話が変わりますが、新規に建設されたオリンピック施設の屋根のつくり方も注目を浴びました。例えば、大林組が建設した「アクアティクスセンター」は、低い場所で屋根をつくってから、4本の柱で持ち上げて屋根にする工法。竹中工務店が手がけた「有明アリーナ」は、足場のある場所で屋根をつくり、1枚つくるごとに押し出す工法でした。体育館は中央部の空間が広いため工法的に難しいのですが、きちんと足場のある安全な場所でつくってから移動させるという世界的にも珍しい工法でした。

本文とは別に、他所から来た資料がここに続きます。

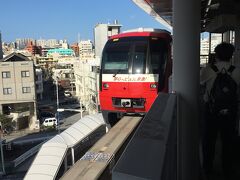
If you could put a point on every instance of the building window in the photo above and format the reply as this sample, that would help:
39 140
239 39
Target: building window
25 73
26 89
7 91
6 74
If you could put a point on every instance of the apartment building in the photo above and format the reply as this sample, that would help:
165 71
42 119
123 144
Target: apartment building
17 90
86 81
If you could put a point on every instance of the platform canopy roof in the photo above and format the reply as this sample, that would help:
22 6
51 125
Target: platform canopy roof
216 15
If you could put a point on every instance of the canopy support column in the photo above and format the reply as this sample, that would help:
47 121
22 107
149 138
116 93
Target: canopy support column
186 65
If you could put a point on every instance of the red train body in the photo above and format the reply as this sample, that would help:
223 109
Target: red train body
135 67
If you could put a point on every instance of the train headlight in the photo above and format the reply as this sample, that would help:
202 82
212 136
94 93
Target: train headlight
153 86
105 85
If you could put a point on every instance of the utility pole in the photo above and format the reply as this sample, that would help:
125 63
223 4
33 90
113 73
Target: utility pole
2 157
58 123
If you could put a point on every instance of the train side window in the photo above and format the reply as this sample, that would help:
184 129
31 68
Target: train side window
139 58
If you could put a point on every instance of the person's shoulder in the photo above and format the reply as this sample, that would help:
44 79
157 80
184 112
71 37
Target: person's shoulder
206 69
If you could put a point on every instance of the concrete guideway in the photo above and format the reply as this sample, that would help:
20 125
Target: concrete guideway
103 153
56 152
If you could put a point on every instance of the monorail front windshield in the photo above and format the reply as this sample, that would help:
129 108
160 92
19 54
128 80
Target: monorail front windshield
134 55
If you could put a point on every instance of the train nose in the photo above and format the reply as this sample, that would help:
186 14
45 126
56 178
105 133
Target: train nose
126 104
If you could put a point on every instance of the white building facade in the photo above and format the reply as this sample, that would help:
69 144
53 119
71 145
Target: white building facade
17 90
87 83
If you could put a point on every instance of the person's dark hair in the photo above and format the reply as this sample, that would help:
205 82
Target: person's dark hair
224 51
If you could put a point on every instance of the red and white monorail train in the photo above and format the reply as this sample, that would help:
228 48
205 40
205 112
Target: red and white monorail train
135 67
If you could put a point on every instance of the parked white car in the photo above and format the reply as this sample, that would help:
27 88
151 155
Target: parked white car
67 94
50 122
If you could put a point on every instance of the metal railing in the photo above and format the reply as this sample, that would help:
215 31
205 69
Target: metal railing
27 154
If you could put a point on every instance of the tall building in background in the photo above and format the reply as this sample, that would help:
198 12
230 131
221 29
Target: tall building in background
1 52
101 34
86 50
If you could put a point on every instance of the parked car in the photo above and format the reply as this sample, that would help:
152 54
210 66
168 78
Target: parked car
45 115
45 109
50 122
59 117
67 94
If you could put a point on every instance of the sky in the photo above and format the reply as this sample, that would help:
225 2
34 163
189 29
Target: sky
65 19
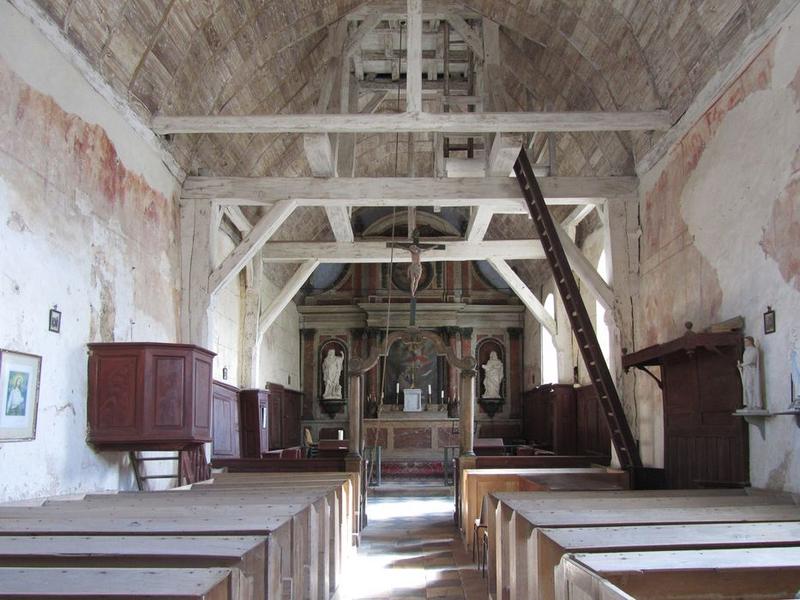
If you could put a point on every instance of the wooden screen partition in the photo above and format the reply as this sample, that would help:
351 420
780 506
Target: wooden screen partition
704 444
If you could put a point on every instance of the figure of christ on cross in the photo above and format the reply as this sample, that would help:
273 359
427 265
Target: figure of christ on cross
415 268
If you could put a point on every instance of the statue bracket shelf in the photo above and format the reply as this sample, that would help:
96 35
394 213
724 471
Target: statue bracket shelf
757 417
491 405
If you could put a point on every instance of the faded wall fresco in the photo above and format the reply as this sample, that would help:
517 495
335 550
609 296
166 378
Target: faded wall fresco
81 229
721 237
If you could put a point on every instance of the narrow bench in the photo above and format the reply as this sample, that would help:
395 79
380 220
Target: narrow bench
139 584
683 574
515 525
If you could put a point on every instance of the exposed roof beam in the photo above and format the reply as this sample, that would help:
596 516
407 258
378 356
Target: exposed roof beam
586 271
465 30
395 10
479 221
252 243
285 296
508 122
501 193
377 252
414 57
354 41
576 216
524 294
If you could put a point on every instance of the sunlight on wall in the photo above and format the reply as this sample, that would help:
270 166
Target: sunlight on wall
603 334
549 353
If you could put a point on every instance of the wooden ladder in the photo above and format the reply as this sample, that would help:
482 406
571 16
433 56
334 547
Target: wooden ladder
582 328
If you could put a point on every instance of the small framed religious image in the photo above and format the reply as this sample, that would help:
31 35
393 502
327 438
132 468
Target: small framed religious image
55 320
769 320
19 395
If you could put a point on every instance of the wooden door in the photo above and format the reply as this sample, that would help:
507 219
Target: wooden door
225 430
704 445
292 407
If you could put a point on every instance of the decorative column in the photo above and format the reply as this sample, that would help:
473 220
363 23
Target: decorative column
514 386
467 413
309 372
354 413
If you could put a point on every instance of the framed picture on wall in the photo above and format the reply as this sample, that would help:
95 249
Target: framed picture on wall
19 395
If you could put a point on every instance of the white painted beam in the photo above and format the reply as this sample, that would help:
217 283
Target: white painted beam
252 243
282 300
414 57
501 192
576 216
503 155
479 221
377 252
465 123
586 271
524 294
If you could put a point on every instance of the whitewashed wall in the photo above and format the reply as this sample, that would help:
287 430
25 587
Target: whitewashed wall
279 355
720 217
87 222
227 320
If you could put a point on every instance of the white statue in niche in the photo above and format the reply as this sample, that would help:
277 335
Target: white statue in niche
794 365
492 376
750 373
331 374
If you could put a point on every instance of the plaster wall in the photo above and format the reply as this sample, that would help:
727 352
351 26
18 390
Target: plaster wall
88 222
720 218
227 319
279 354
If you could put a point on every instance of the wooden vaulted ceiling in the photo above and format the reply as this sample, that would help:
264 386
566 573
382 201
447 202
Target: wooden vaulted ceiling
241 57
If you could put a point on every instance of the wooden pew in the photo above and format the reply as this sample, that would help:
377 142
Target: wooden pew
97 584
550 545
549 461
477 483
513 529
245 556
684 574
521 567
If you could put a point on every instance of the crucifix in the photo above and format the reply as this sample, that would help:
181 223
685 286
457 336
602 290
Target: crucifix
415 268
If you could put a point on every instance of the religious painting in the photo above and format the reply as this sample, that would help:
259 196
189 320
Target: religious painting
19 386
411 366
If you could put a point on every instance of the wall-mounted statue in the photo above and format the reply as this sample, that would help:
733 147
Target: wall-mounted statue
492 376
751 378
332 373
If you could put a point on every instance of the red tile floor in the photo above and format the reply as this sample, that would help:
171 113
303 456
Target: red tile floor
411 549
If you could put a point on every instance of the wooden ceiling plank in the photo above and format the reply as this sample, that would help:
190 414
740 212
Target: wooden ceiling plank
475 123
404 191
377 252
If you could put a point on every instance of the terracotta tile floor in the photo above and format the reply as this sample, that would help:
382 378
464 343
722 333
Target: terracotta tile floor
411 550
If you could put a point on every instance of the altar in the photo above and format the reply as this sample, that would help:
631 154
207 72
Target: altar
412 400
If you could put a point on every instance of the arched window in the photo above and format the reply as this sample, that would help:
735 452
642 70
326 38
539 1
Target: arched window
603 334
549 353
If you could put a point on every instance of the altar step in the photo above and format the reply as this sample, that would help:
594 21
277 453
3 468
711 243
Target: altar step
399 469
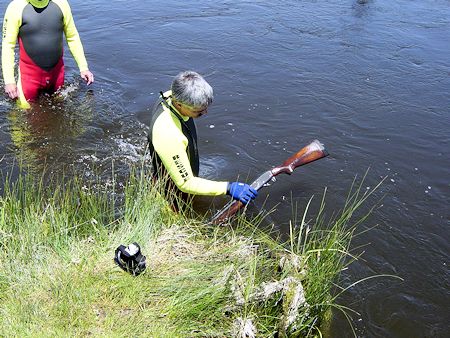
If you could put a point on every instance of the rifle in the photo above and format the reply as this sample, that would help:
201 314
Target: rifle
312 152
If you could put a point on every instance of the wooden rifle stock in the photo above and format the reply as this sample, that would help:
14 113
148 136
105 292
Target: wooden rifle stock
312 152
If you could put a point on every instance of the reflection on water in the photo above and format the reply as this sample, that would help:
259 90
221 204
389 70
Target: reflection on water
370 79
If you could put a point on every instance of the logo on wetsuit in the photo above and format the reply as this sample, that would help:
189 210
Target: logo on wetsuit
4 28
180 167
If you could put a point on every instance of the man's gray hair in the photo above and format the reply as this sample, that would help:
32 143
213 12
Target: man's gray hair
192 89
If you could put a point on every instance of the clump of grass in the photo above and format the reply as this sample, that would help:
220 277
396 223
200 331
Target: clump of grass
57 276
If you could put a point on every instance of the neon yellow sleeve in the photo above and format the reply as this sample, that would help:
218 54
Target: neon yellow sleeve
11 25
170 144
72 36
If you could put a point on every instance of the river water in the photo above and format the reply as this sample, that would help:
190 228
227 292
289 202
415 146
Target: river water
370 79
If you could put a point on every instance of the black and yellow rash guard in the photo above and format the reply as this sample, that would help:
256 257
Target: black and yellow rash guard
39 31
173 141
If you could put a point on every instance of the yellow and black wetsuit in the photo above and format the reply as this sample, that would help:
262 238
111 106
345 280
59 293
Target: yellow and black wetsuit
40 35
173 146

また、屋根つながりですと、最近では多くの体育館が、屋根に「吊り物」ができるように補強されて進化しています。その結果、例えば「センターハング」という方法でカメラを設置し、試合の様子を真上から撮影できるようになり、コンサートでも大小さまざまな吊り物を活用できるようになっています。音響にしても、スピーカーを吊れば上から音を出せますので、演出の幅が広がるのです。

【芳地先生】
学生のみなさんは、ぜひ今日お聞きしたさまざまなお話を参考にして、今後の学生生活や就職活動に活かしていってください。金子さん、本日はどうもありがとうございました。